Nach Auffassung des BGH ist der Erfüllungsort der Nacherfüllung im Kaufrecht nach der allgemeinen Regelung über den Erfüllungsort in § 269 Abs. 1 BGB zu ermitteln (BGH NJW 2011, 2278 ff.; NJW 2017, 2758, 2759 f.). Danach ist in erster Linie die von den Parteien getroffene Vereinbarung entscheidend. Fehlen vertragliche Abreden über den Erfüllungsort, ist auf die jeweiligen Umstände, insbesondere die Natur des Schuldverhältnisses, abzustellen (§ 269 Abs. 1 BGB). Lassen sich auch hieraus keine abschließenden Erkenntnisse gewinnen, ist der Erfüllungsort letztlich an dem Ort anzusiedeln, an welchem der Verkäufer zum Zeitpunkt der Entstehung des Schuldverhältnisses seinen Wohnsitz oder seine gewerbliche Niederlassung (§ 269 Abs. 2 BGB) hatte.

Vorliegend fehlt es an einer diesbezüglichen Parteiabsprache. Eine solche wäre auch gar nicht zulässig, weil von der gesetzlichen Regelung (zu der ja auch § 439 Abs. 2 BGB gehört) abweichende Vereinbarungen zulasten von Verbrauchern gem. § 476 Abs. 1 BGB nicht getroffen werden dürfen. Demnach ist der Erfüllungsort der Geschäftssitz des V, wenn sich nicht aus den Umständen, insbesondere aus der Natur des Schuldverhältnisses, etwas anderes ergibt (§ 269 Abs. 1 BGB). Zu den beim Fehlen vertraglicher Vereinbarungen maßgebenden Umständen zählen die Ortsgebundenheit und Art der vorzunehmenden Leistung, die Verkehrssitte, örtliche Gepflogenheiten und Handelsbräuche, speziell im Kaufrecht aber auch das Ausmaß der Unannehmlichkeiten, welche die Durchführung des Transports oder dessen Organisation für den Käufer mit sich bringt. Diese Auslegung des § 439 Abs. 2 BGB fußt auf einer Richtlinie des EU-Rechts (EU-Verbrauchsgüterkaufrichtlinie), wonach die Nacherfüllung ohne erhebliche Unannehmlichkeiten für den Verbraucher erfolgen muss.

Im vorliegenden Fall könnte man daher meinen, dass die Aufforderung des K, V solle den Wagen zwecks Nacherfüllung abholen, genügte, da der Transport eines (mitunter nicht fahrbereiten) Wagens zum Verkäufer eine erhebliche Unannehmlichkeit für den Verbraucher darstellt.
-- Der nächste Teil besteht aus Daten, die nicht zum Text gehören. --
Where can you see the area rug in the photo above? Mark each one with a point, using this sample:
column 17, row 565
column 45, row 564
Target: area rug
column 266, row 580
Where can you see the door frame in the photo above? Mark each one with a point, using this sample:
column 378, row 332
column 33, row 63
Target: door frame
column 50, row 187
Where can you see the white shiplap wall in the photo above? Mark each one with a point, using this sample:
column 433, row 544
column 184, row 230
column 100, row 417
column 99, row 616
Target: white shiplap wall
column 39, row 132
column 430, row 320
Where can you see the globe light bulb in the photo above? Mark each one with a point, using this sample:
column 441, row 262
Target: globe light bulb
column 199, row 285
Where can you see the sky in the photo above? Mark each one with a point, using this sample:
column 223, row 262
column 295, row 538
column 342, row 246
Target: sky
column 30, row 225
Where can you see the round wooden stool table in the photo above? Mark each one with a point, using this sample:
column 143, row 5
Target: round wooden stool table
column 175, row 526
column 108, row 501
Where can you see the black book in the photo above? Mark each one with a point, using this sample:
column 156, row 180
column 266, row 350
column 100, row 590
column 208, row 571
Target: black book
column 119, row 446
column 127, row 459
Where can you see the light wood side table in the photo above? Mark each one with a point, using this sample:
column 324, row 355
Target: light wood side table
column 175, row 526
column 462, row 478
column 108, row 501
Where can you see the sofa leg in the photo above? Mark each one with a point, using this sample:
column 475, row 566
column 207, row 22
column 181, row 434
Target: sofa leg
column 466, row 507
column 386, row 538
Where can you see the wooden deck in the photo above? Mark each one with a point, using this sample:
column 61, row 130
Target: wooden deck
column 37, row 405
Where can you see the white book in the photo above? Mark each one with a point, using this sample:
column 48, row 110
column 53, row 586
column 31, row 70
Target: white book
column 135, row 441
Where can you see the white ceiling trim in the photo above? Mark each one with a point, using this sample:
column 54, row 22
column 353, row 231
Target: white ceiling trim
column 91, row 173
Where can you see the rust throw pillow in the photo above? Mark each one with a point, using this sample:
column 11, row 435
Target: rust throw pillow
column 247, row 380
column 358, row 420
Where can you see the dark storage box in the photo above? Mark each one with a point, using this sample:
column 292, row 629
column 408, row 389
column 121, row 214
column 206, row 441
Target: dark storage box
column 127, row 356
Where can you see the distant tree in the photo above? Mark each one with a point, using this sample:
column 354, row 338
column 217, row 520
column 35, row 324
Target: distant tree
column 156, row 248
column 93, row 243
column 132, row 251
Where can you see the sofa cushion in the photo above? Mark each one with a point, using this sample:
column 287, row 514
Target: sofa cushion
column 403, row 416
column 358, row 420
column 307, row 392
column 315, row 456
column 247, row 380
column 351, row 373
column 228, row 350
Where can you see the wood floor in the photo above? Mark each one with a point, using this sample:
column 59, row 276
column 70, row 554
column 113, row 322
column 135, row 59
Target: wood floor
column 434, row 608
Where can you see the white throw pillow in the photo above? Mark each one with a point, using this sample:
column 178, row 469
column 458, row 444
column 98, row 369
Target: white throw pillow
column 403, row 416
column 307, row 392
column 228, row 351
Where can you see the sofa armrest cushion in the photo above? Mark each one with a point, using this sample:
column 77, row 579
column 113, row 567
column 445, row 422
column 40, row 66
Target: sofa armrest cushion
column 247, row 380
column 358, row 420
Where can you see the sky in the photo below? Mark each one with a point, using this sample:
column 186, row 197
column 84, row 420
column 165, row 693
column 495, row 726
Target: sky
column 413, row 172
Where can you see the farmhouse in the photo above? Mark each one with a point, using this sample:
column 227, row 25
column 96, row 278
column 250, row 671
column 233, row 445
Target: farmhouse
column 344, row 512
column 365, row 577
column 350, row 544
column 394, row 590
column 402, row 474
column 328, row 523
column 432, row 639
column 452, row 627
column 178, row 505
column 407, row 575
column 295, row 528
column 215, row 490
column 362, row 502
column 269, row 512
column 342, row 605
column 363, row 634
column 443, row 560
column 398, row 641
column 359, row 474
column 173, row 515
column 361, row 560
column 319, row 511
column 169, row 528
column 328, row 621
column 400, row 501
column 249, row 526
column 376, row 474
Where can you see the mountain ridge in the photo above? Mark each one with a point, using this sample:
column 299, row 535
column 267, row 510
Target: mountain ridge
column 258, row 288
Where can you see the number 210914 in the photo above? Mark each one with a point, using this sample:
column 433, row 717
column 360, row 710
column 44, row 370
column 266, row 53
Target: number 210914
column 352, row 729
Andererseits ist es nicht unüblich, dass Kunden ihre Reklamationen generell am Sitz des Verkäufers unter Vorlage der mangelbehafteten Sache vorbringen, wobei das freilich nicht für den Fernabsatz („Internetkauf“ mit Versand der Ware an den Wohnort des Käufers) gilt. Beim Fahrzeugkauf vom Händler besteht die Besonderheit, dass Nachbesserungsarbeiten i.d.R. technisch aufwändige Diagnose- oder Reparaturarbeiten des Verkäufers erfordern, die wegen der dort vorhandenen materiellen oder personellen Möglichkeiten sinnvoll nur an dessen Betriebsort vorgenommen werden können (so ausdrücklich der BGH a.a.O.).

Daher stellt der Transport des mangelbehafteten Kfz an den Firmensitz des Verkäufers für den Käufer jedenfalls dann keine erhebliche Unannehmlichkeit dar, wenn der Sitz des Verkäufers nicht so weit vom Wohnort des Käufers entfernt ist, dass diesem ein Transport oder wenigstens dessen Organisation nicht zumutbar ist (BGH a.a.O.).

Ob auch für K eine Transportpflicht bestand oder zumindest dessen Organisation zu erheblichen Unannehmlichkeiten geführt hätte, hängt also maßgeblich von der Entfernung zum Betriebsort des V ab bzw. von der Möglichkeit, den Transport zu organisieren. War es also K zumindest möglich, ohne größere Umstände den Transport des Wagens zu V zu organisieren (etwa durch Beauftragung eines Speditionsunternehmens, zumal K ein Transportkostenvorschuss zustand), genügte die schlichte Aufforderung gegenüber V, dieser solle den Wagen bei K abholen, nicht.

Da K lediglich den V aufgefordert hat, den Wagen zum Zweck der Nacherfüllung abzuholen, war er nicht zum Rücktritt vom Kaufvertrag berechtigt.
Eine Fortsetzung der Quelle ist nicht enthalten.